KORKTUĞUM başımıza geliyor. Gazete köşelerinde, meydanlarda başlayan marjinaller arası düello, şimdi toplumun ana gövdesini oluşturan kurumlara sirayet etti.
‘Makul çoğunluk’ sığındığı son kalelerden de kovuluyor.
Kötü hal ve gidiş, iyi hal ve gidişi kovuyor.
* * *
Gelin bu marjinalleşme kronolojisine bir göz atalım.
Önce Anayasa Mahkemesi Başkanı durup dururken bir iddia ortaya atıyor.
‘Anayasayı değiştirseniz bile türban yasağını kaldıramazsınız.’
Niye kaldıramazmış?
Türkiye Büyük Millet Meclisi türban gibi bir mesele üzerinde karar alamayacaksa ne üzerinde alacak?

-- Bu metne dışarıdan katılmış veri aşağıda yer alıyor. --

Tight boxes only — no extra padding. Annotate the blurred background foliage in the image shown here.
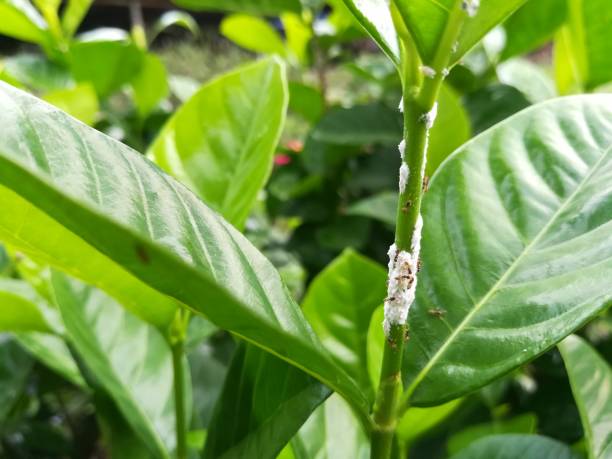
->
[0,0,612,458]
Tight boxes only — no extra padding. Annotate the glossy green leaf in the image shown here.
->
[344,0,400,65]
[404,95,612,405]
[451,434,580,459]
[396,398,463,443]
[15,332,85,387]
[396,0,526,64]
[70,30,144,98]
[559,336,612,459]
[346,191,397,226]
[149,10,200,42]
[44,83,99,126]
[53,273,183,458]
[149,59,287,228]
[62,0,93,38]
[131,53,169,118]
[291,394,370,459]
[174,0,302,15]
[0,278,61,332]
[555,0,612,94]
[302,249,387,397]
[203,344,330,459]
[446,413,538,455]
[500,0,567,60]
[497,58,557,104]
[0,83,368,414]
[311,103,402,145]
[0,333,34,421]
[219,14,286,56]
[0,0,48,45]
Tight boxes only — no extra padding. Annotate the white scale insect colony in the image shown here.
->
[383,215,423,337]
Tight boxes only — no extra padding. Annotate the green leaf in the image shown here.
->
[312,104,402,145]
[559,336,612,459]
[396,398,463,443]
[404,95,612,405]
[62,0,93,38]
[497,58,557,104]
[220,14,287,56]
[0,0,48,45]
[396,0,528,65]
[500,0,567,60]
[149,10,200,42]
[291,394,370,459]
[52,272,184,458]
[0,278,61,332]
[44,83,99,126]
[302,249,387,398]
[0,333,33,421]
[554,0,612,94]
[0,83,369,416]
[149,59,287,228]
[203,344,330,459]
[451,434,579,459]
[3,54,74,92]
[14,332,86,388]
[70,30,144,98]
[446,413,538,455]
[289,81,325,123]
[174,0,302,16]
[131,53,169,118]
[346,191,397,226]
[344,0,400,66]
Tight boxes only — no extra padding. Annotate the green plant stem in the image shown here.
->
[371,1,466,459]
[172,339,187,459]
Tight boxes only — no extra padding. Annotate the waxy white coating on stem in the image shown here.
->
[461,0,480,18]
[421,65,436,78]
[383,215,423,337]
[400,162,410,193]
[419,102,438,131]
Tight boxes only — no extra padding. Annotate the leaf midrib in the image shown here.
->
[402,144,612,402]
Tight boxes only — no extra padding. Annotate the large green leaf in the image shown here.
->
[404,95,612,405]
[0,0,48,45]
[451,434,580,459]
[0,83,368,414]
[149,59,288,227]
[173,0,301,15]
[500,0,567,60]
[448,414,538,455]
[396,0,526,64]
[559,336,612,459]
[0,278,61,332]
[555,0,612,94]
[291,394,370,459]
[302,249,387,397]
[343,0,400,65]
[52,273,183,457]
[203,344,330,459]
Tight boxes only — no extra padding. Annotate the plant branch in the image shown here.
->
[371,1,466,459]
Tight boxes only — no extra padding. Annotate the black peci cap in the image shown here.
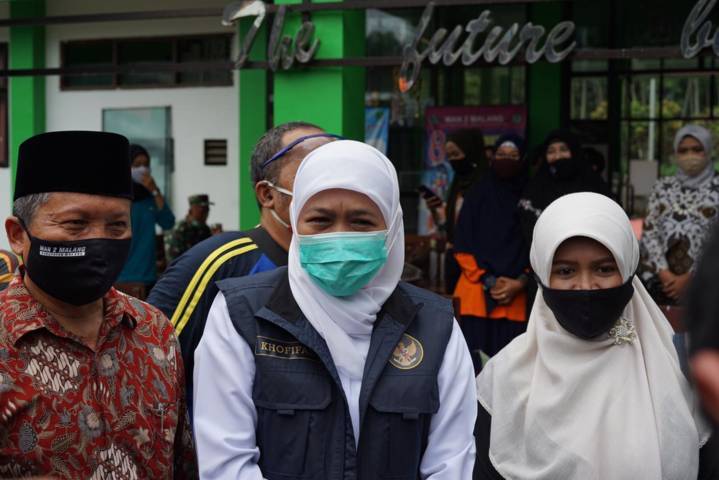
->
[14,131,132,200]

Onun yetki alanı, av mevsimi ile ilgili kanunlar çıkarmakla mı sınırlı?
Geçmişte bu ülkede türbanlı kızlar üniversitelere girmiyor muydu?
Geçmişte bu ülkede komünizmi savunmak en ağır suçlardan biriyken, bu ülkenin yetiştirdiği en iyi şairler, en iyi düşünürler bu kanun yüzünden hapislerde çürürken, bugün kanuni gösterilerde orak çekiç taşınamıyor mu?
Bu Ali kıran baş kesen kanunu geçmişte kim değiştirdi?
Abdullah Öcalan’ın idam cezasını müebbede çevirebilen bu Meclis, türbanlı kızı üniversite kapısından içeri sokturamayacak mı?
Ülkenin en üst hukuk kurumunun başkanı böyle konuşmalı mı?
* * *
O, şahsi görüşünü böyle marjinal bir mecraya çekince, cevabı da aynı mecrada geldi.
Bu defa sözü ülkenin en yüksek yasama organının başı aldı.